In one sign of the rising demand for information from the public, NSW has seen information requests rise by 128% in the past decade, and requests for personal information climb by 230%.

Elizabeth Tydd, the NSW information commissioner, is leading a new push from Australia’s information commissioners for shared principles of transparent, proactive and helpful public information to be available in all jurisdictions. 

“We are seeing an increasing awareness of the right to access information, the importance of that right, and the exercise of that right,” Tydd told The Mandarin

The centre-piece of the commissioners’ principles calls for governments to legislate the proactive release and disclosure of information. 

Tydd said NSW and Queensland had specific legislation requiring public bodies to disclose information that other jurisdictions including the Commonwealth lacked. 

“It might exist,” she said of requirements in different jurisdictions. “But might not be a push model where legislation mandates that certain information is released.” 

A rise in contractors doing government work and of public-private partnerships, while presenting opportunities, posed risks to information staying in the public realm, Tydd said. 

“If someone says ‘I want to challenge my rental subsidy,’ and that has been calculated by an algorithm in the hands of a third-party provider, how does the government answer the question?” she said. 

Even in jurisdictions with stronger legislation Tydd said the access to information required a culture prioritising transparency. 

She pointed to examples of some departments in NSW  not properly revealing the disposal of major assets and local governments not disclosing potential conflicts of interest for councillors.  
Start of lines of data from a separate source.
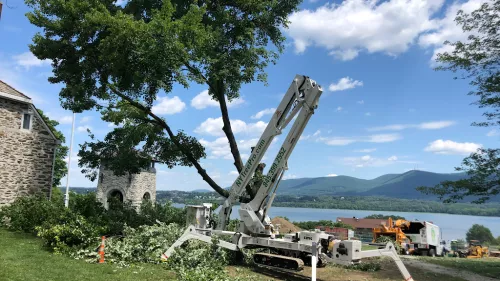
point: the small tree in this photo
(60, 166)
(478, 59)
(481, 233)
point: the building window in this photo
(26, 121)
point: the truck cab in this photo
(425, 238)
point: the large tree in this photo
(60, 166)
(118, 59)
(477, 59)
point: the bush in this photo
(201, 261)
(142, 244)
(386, 239)
(28, 212)
(69, 231)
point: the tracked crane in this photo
(255, 229)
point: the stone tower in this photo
(133, 188)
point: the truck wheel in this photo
(432, 253)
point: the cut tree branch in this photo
(174, 139)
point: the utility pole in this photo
(66, 198)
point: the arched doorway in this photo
(115, 196)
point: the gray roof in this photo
(5, 88)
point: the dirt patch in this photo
(466, 275)
(284, 225)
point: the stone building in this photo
(133, 188)
(27, 147)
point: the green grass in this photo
(489, 267)
(22, 258)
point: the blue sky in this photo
(383, 110)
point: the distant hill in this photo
(390, 185)
(202, 190)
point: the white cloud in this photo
(28, 60)
(367, 150)
(204, 100)
(353, 26)
(112, 125)
(219, 148)
(84, 128)
(213, 127)
(447, 29)
(493, 133)
(384, 138)
(264, 112)
(450, 147)
(422, 126)
(392, 158)
(168, 106)
(370, 161)
(289, 176)
(380, 138)
(345, 83)
(65, 119)
(85, 119)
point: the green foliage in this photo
(67, 231)
(145, 243)
(479, 232)
(386, 239)
(380, 216)
(197, 260)
(370, 266)
(478, 60)
(126, 56)
(328, 223)
(28, 212)
(60, 166)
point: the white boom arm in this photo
(301, 98)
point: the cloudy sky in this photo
(383, 110)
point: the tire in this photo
(432, 253)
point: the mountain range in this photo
(391, 185)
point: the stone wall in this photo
(132, 188)
(26, 157)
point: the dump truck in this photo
(425, 238)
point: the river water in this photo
(452, 226)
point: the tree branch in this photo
(218, 89)
(174, 139)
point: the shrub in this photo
(200, 261)
(69, 231)
(28, 212)
(143, 244)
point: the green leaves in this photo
(117, 60)
(481, 233)
(477, 59)
(482, 183)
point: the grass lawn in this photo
(489, 267)
(22, 258)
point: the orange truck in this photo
(394, 231)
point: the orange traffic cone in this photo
(101, 250)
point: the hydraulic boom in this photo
(255, 229)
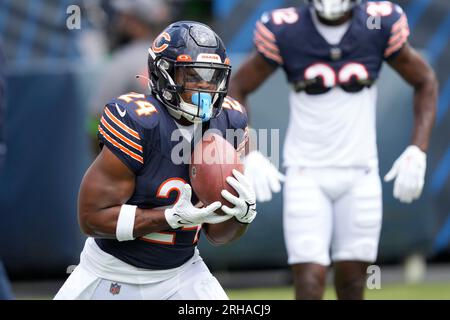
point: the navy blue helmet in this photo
(189, 70)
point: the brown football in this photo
(212, 161)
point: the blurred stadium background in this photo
(55, 74)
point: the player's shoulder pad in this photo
(393, 23)
(280, 19)
(142, 110)
(391, 15)
(236, 112)
(272, 30)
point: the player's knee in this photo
(309, 281)
(351, 289)
(361, 250)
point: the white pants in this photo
(193, 282)
(337, 210)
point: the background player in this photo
(332, 52)
(140, 246)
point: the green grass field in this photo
(425, 291)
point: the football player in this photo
(135, 203)
(332, 52)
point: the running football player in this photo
(135, 201)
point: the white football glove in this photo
(244, 209)
(409, 173)
(183, 213)
(263, 175)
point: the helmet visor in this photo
(202, 78)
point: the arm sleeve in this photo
(122, 135)
(395, 30)
(265, 40)
(238, 122)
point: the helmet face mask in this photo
(333, 9)
(189, 71)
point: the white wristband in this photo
(125, 223)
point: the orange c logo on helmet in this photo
(162, 47)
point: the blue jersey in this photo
(289, 38)
(138, 130)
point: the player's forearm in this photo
(103, 223)
(225, 232)
(425, 99)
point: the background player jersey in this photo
(333, 96)
(138, 130)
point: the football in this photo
(212, 161)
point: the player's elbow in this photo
(86, 223)
(428, 82)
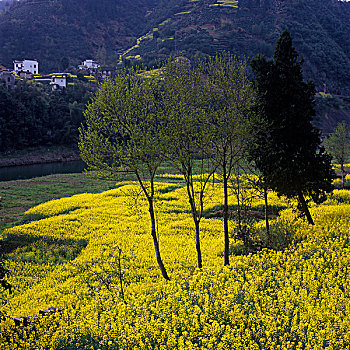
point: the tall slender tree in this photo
(189, 134)
(337, 144)
(231, 98)
(289, 153)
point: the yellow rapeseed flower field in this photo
(293, 299)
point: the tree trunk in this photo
(225, 218)
(155, 240)
(266, 215)
(196, 223)
(305, 208)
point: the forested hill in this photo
(145, 30)
(49, 30)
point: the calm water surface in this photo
(35, 170)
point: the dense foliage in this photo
(32, 116)
(292, 299)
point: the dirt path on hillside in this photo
(38, 155)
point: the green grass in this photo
(19, 195)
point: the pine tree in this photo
(289, 153)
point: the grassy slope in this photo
(20, 195)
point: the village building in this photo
(28, 66)
(89, 65)
(25, 75)
(107, 72)
(9, 78)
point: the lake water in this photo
(35, 170)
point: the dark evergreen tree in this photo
(288, 152)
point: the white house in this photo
(31, 66)
(58, 81)
(89, 64)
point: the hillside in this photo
(143, 31)
(319, 28)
“There are a whole lot of features going on in this new environment of government that do pose a threat to the right to access information,” Tydd said. 

The digital-era brings opportunities to access, share and collect information but challenges information sharing too, Tydd says. 

“Digital government is increasingly prevalent and citizens are giving a lot of information to governments,” she said, adding that citizens expected information back in return. 

Nationally, the commissioners have found between 70% and 90% of people are receiving the information they are asking for, with the figure varying across states and territories. 

In NSW, between 65% and 70% of requests for public information are successful, while private businesses are receiving 75% of the information they seek. 

Tydd has also recorded a rise in state-owned corporations using cabinet in confidence protections — which keep information confidential — from 33% to 67% in the past four years.

“They are not receiving huge numbers of applications but it is an entrenched trend now where we can see an entity that is further away from the traditional heartland — being a government entity — more towards a private accountability line,” she said. 

“And they are established entities, not entities commencing their establishment.”

She said the principles were a call to action but also practical guidance for public bodies to follow. 

“It’s an antidote to corruption and a way of treating the potential for corruption and risk mitigation,” Tydd said.